Hi again,

Olaf_Krzikalla · ‎03-21-2014

Hi @all,

ist there an in-depth explanation of the timely interaction of performance counters (esp. cache miss counters) with the rest of the code? Maybe a specific section in App.B of the Optimization Reference Manual I have missed so far?

An example:

(pmc configured for counting L1D cache misses)
rdpmc
(store eax)
mov xmm0, [esi]  // read from [esi]
mov xmm1, [edi]  // read from [edi]
rdpmc

Now assume, that esi and edi both point to the same location, which initially is not in L1. Then, which difference of the L1 pmc will be observable?
And why? IMHO there are a lot of things (pipelining, out-of-order-execution, stalling), which can influence the result. Is this documented?

Thanks for your help
Olaf

Bernard · ‎03-21-2014

Should not you use serialization instruction like cpuid before using rdpmc?

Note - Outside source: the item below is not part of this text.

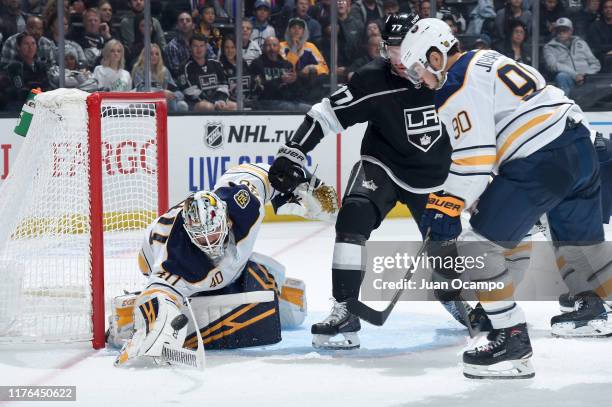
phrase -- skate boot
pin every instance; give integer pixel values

Olaf_Krzikalla · ‎03-21-2014

In the case of frequent rdpmc calls the usage of cpuid or the like might probably render the measurement invalid.

Suppose e.g. some data is being prefetched. Now due to the delay induced by cpuid the prefetch is done and thus you won't observe a miss even if it's there in non-measured code.

Bernard · ‎03-21-2014

By looking at posted assembly code snippet it seems that pointers are not incremented and reciprocal throughput of rdpmc is ~39 cycles(Agner)

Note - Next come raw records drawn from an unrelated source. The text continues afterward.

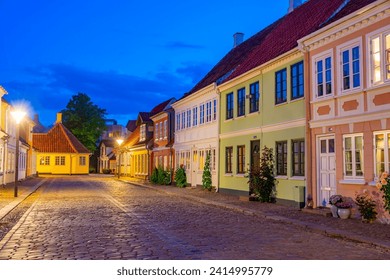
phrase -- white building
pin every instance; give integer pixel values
(196, 133)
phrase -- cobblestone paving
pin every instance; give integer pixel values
(95, 218)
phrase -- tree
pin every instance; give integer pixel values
(206, 177)
(84, 119)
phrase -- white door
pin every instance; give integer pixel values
(194, 167)
(326, 169)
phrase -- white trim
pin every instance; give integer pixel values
(356, 42)
(351, 119)
(264, 129)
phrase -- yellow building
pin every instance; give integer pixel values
(60, 152)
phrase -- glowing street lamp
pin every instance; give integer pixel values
(18, 116)
(119, 141)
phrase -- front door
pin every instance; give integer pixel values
(326, 169)
(255, 154)
(194, 168)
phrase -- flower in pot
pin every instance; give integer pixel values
(344, 207)
(366, 206)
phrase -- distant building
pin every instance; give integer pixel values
(60, 152)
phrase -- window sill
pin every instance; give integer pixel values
(298, 178)
(353, 182)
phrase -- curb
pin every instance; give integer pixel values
(305, 225)
(9, 207)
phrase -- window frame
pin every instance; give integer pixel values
(283, 86)
(353, 156)
(254, 93)
(386, 156)
(301, 157)
(229, 106)
(241, 159)
(322, 57)
(284, 158)
(229, 160)
(241, 102)
(349, 46)
(299, 86)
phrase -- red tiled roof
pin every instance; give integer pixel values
(278, 38)
(58, 140)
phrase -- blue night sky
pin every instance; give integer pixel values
(126, 55)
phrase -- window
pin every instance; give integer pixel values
(228, 160)
(323, 76)
(281, 158)
(241, 102)
(189, 118)
(183, 120)
(350, 63)
(195, 116)
(165, 129)
(215, 110)
(178, 122)
(44, 160)
(60, 160)
(380, 57)
(240, 159)
(82, 160)
(382, 152)
(353, 156)
(208, 111)
(201, 111)
(254, 97)
(142, 136)
(298, 157)
(281, 86)
(297, 80)
(229, 106)
(156, 132)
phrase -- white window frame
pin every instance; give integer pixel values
(349, 46)
(380, 33)
(386, 147)
(353, 148)
(322, 57)
(195, 116)
(142, 133)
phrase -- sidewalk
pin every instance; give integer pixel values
(353, 229)
(25, 188)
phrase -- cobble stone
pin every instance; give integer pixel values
(95, 218)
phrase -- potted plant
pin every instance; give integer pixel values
(333, 200)
(344, 207)
(366, 206)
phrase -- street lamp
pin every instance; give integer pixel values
(17, 115)
(119, 141)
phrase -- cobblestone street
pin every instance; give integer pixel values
(102, 218)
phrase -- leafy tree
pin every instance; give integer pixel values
(84, 119)
(206, 177)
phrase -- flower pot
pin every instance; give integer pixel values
(344, 213)
(333, 210)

so I suppose that movaps xmm0,[esi] will not be "noticed" by rdpmc instruction because the load of xmm register will be executed concurrently with the execution of rdpmc.

Bernard · ‎03-21-2014

IIRC because of out-of-order execution the second rdpmc instruction could retire before the first one was executed.

TimP · ‎03-21-2014

Intel(r) VTune(tm) has relatively low limits and defaults on sampling rate so it seems that overhead of counter use can't be ignored unless such limits are observed. The strategy of reserving a core for VTune seems more important for Intel(r) Xeon Phi(tm) than for host (at least after tinkering with the graphics options so as to reduce those interruptions).

In my experience, adding serialization instructions adds more overhead than simply sampling at large enough intervals to be able to neglect pipelining and out-of-order variations, but I don't put a lot of credence in simple statements on this.

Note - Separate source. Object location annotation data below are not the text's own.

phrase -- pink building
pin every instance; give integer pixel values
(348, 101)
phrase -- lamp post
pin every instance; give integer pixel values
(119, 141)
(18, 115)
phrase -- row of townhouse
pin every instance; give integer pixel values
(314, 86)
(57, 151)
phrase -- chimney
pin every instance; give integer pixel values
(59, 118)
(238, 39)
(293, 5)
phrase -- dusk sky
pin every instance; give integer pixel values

McCalpinJohn · ‎03-21-2014

As noted elsewhere, the RDPMC instructions are not ordered with respect to other instructions, so they might be executed at unexpected times. Although Intel processors "try" to execute instructions in program order, they will go out of order whenever an instruction has a delay. For performance counters, the problem typically shows up when an RDPMC instruction follows a long-latency instruction (in program order). The hardware will generally issue the instructions in order, but the RDPMC instruction may start execution at the same time as the preceding long-latency instruction, so it will not catch the full latency of that preceding instruction.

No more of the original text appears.